I spent this evening sitting out on the front stoop of my housesit. I'd decided that the good weather meant it was time to smoke the hookah.
While trying to puff smoke rings against the light breeze, I saw a teenager walk down the oppposite side of the street. He seemed to be stealing glances at me as he strolled. I wasn't certain until he doubled back. He walked up, now on my side of the street. Before he was even within conversational range he blurted out: "Whoa! Are you toking up?"
"Nah, no... no! This is just tobacco. Lemon-flavored tobacco."
"Oh! Can I get a hit?"
I gestured him over with a wave of the pipe.
The boy sat down next to me; we spent the next 20 minutes attempting conversation.

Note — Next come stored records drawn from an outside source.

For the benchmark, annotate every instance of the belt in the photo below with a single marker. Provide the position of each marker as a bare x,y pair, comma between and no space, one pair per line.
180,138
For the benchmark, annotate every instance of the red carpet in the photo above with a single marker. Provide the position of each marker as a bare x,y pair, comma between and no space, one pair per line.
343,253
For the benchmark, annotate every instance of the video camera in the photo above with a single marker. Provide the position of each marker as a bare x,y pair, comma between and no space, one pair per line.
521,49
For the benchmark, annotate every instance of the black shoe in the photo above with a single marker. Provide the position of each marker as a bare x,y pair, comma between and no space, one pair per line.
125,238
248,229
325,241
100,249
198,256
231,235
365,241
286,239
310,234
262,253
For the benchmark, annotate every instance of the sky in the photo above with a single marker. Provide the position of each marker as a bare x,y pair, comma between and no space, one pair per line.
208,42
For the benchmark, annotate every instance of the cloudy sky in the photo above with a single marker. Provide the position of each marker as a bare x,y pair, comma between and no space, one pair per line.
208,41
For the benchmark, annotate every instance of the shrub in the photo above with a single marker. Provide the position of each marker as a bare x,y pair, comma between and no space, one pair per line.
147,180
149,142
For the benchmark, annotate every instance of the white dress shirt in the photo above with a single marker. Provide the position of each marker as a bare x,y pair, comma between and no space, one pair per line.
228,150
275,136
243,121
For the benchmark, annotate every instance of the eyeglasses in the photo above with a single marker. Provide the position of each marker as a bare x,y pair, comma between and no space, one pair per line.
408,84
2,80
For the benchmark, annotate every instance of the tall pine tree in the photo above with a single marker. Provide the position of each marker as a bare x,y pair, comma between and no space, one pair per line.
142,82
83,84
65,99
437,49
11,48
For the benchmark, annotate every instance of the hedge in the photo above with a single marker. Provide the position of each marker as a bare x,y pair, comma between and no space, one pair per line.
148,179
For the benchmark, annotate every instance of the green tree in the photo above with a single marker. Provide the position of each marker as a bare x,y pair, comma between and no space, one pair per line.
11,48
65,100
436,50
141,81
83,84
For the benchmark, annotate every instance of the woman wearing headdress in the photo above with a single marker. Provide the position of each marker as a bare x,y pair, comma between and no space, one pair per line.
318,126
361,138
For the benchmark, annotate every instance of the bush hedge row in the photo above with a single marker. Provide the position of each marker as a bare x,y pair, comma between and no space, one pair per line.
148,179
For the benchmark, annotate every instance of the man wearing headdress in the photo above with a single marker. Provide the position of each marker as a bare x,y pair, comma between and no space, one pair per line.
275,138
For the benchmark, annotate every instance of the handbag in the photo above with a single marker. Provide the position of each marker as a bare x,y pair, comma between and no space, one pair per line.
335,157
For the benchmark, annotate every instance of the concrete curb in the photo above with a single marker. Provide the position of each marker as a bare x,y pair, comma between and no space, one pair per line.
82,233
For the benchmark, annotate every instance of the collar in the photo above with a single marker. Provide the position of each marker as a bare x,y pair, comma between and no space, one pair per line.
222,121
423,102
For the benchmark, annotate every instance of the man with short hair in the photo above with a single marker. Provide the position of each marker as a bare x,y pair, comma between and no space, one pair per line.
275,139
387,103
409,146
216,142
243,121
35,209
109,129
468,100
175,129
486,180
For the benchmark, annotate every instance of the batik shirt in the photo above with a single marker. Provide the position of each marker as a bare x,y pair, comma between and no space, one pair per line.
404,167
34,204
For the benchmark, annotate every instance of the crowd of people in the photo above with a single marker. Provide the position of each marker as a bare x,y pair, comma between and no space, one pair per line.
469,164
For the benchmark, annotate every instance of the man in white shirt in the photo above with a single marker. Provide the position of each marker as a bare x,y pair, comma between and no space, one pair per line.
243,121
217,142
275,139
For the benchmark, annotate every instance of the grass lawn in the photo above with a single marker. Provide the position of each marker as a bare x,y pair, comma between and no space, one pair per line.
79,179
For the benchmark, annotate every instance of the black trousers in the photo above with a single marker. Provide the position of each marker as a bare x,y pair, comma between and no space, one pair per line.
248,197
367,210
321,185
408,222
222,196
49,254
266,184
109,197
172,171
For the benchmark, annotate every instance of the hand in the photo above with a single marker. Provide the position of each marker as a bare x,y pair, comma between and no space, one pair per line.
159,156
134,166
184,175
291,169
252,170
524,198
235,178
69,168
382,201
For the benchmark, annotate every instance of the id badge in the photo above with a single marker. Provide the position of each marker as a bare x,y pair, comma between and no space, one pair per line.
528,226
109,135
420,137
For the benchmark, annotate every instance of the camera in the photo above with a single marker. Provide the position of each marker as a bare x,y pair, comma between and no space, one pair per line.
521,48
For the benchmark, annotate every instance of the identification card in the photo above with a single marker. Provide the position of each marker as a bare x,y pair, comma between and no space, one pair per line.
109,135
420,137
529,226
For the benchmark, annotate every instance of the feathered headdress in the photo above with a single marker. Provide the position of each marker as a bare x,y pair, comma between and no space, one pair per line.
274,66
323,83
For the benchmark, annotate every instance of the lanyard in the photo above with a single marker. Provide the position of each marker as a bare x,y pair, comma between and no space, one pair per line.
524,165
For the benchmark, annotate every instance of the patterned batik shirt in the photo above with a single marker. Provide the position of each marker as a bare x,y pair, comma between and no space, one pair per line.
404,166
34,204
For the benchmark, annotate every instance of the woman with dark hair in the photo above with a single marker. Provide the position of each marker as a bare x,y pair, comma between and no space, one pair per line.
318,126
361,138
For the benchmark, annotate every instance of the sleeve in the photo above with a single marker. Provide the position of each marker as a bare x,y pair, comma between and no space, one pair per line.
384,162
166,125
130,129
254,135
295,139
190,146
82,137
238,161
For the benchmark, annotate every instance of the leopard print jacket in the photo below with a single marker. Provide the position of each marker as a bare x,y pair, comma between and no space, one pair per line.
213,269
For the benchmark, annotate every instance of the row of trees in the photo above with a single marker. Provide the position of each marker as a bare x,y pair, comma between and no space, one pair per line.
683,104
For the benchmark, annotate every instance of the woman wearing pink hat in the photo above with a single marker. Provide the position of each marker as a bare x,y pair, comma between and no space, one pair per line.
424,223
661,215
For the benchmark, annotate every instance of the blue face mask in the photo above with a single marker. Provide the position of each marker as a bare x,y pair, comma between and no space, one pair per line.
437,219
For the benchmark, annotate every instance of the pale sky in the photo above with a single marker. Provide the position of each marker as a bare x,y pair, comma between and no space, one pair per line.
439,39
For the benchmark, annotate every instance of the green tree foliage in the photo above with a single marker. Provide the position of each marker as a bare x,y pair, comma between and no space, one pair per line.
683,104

Behind the screen door at our backs, the stereo was blasting out music on the local public radio program "The Swing Years and Beyond". What could this kid think of some guy twice his age cranking the Andrews Sisters and puffing on a hookah?
I explained to him what a hookah was. He was far more familiar than I with smoking--but smoking all those more noxious things that I would never touch. His experience aside, he'd never heard the word "hookah".
"Where do I get one of these hookahs? How much did this one cost? And can I even buy one of these? I'm only 17 now."
I addressed his concerns as best I could. Then at one point, he looked down at the steps where we were seated. "Man, look at all the tiny red spiders," he said.
I didn't see anything. Had this kid been smoking something else before the hookah?
"What?", I said. "I don't see any tiny red spiders."
"No, really: look. They're running around all over. And I know that they're spiders because I can see that they all have six legs."
He was right--insofar as that there was something crawling about the steps where we sat. Some kind of orangish-red mite was indeed out in large numbers. How could I not have noticed them?
"Oh, I see them now!", I said. "But I'm not sure that they're spiders. Isn't anything that has six legs an insect?"
"Yeah. Spiders are insects, right?"
I didn't contradict him, but cocked my head to the side to express doubt.
"Wait. No. Spiders aren't insects. They're arachnids, right?"
For some reason I felt mightily impressed that he could dredge the word arachnid out from somewhere in his head.
The charcoal atop the hookah fizzled out. "Do you smoke out here often? I was just coming by to shoot hoop across the street. But if you're around, I'll be by for the hookah again!"
"What's your name, then?" I tried changing topic so as to not offer encouragement that he and I would take another session out on the stoop. Additionally, sharing the truth that I was housesitting would be sufficient discouragement--though I did contemplate the humorous potential of this kid knocking on the door to find a hookah to smoke sometime after I leave and the retired couple whose home it is have returned home.
"I'm Santiago."
"I'm David."
Santiago offered up a fist bump, then strolled across to the basketball courts.